How to Clean Makeup Brushes and Makeup Sponges the Right Way


A 2016 study, focused on beauty products in salons used by multiple consumers, found that a harrowing 100 percent of the skin and eye products were contaminated with bacteria. Fungus or yeast was also found in 19 percent of the makeup brushes used. The takeaway? It’s crucial to know how to clean makeup brushes, how often to do so, and when it’s time to just throw them the heck out.

We paint, contour, and highlight our faces with makeup brushes every day, but we can’t always say the same thing about how frequently we’re cleaning our most-used brushes. Giving them a thorough washing every month or so is not enough. According to dermatologists and makeup artists, we should be sudsing up our tools far more often in order to prevent bacteria buildup, which can lead to breakouts.
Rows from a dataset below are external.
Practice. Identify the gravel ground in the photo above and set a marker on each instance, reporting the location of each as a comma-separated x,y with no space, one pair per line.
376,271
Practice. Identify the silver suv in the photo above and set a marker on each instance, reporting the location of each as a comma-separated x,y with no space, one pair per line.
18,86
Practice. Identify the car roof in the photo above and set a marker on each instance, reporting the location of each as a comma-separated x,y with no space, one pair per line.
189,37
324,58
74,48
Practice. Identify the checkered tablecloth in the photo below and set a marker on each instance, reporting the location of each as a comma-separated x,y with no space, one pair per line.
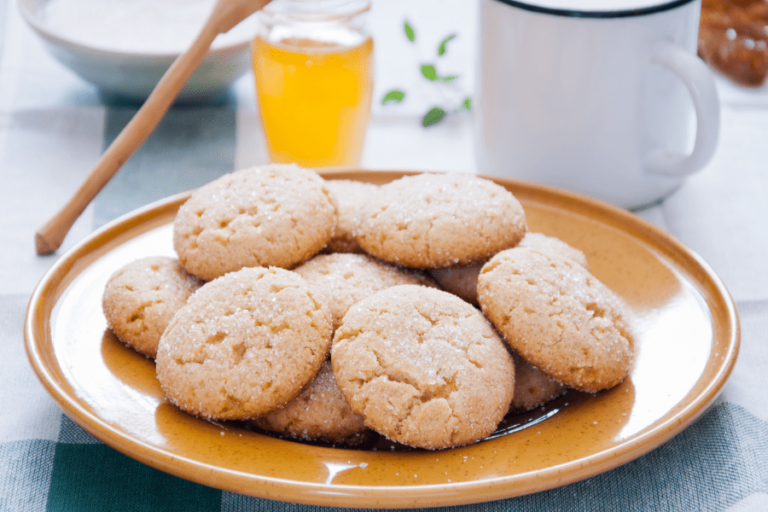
54,126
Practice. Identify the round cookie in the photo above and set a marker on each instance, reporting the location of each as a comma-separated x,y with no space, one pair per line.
141,298
245,344
345,279
462,281
320,413
557,316
532,387
351,195
439,220
277,215
423,367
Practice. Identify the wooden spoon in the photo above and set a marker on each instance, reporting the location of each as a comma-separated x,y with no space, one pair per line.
225,15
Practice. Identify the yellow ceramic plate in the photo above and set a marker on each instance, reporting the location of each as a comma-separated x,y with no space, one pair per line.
687,335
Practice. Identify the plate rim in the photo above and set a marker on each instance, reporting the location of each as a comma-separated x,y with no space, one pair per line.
37,319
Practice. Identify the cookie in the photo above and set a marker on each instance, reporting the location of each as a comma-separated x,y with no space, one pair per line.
277,215
141,298
462,281
439,220
245,344
557,316
351,195
320,413
345,279
532,386
423,367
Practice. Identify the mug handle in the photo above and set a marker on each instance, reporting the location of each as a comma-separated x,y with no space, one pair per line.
701,85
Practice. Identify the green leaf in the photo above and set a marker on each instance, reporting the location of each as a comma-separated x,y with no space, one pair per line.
433,116
429,72
393,95
441,48
409,33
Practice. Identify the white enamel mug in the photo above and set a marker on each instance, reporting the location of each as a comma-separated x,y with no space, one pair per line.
595,96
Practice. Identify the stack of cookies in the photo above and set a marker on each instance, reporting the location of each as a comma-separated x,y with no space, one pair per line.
333,308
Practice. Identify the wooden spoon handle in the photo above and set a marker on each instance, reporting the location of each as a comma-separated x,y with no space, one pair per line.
226,14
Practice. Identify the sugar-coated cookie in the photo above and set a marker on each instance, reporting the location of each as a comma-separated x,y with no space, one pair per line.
351,195
276,215
423,367
141,298
557,316
439,220
245,344
320,413
345,279
462,281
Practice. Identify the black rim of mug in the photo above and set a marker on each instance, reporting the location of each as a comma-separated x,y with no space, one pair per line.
626,13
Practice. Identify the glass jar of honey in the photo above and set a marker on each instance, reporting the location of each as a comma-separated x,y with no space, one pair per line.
313,64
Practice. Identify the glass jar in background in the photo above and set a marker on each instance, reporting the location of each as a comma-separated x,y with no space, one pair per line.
313,64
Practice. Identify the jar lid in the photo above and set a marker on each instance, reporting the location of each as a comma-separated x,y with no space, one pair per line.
597,8
316,10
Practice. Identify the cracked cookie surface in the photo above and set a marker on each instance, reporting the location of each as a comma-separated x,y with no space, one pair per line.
345,279
439,220
462,281
557,316
351,195
141,298
276,215
319,413
423,367
244,344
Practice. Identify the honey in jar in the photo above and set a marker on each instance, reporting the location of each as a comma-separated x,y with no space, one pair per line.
313,66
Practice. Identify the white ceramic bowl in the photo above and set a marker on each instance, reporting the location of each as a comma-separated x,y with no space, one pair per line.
131,74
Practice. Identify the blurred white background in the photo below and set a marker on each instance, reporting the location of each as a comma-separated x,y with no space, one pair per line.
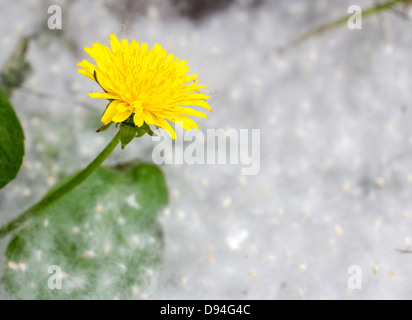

“At least a few times a year I’m able to track down a new breakout to a patient’s old makeup. But there is always the question of how much the makeup brush may have had to do with the problem,” says Loretta Ciraldo, M.D., a Miami-based board-certified dermatologist. “When that makeup gets old it may start to harbor bacteria, and the bacteria can overgrow on the surface of the makeup brushes which don’t have any antibacterial or antifungal protection. In fact, we know that makeup brushes do grow bacteria and fungus but we don’t know how common this is in our own home [if] we’re watching them regularly.” 

If that doesn’t convince you to wash your brushes often, perhaps a step-by-step guide from makeup artists and dermatologists on how to clean makeup brushes will do the trick.

Ahead, read on for brush-washing tips from the experts, along with ideas for brush cleaner, tools, and all the intel you need to keep your face blessedly fungus and yeast free.

How often should you clean makeup brushes?

There’s no one answer for when exactly you must clean makeup brushes, but makeup artists and dermatologists generally agree that the answer is: Often. “I recommend washing makeup brushes at least every two weeks or more if you start to see that there is any makeup visible on the brush,” says Dr. Ciraldo.

Legendary makeup artist Bobbi Brown is even more conservative, choosing to wash her brushes once per week. Because these brushes are used on your face, the cleaner they are the better, she says. She’s a little more lenient with eye shadow and liner brushes, however. “Brushes that are used around the eyes should be cleaned at least twice a month,” she says.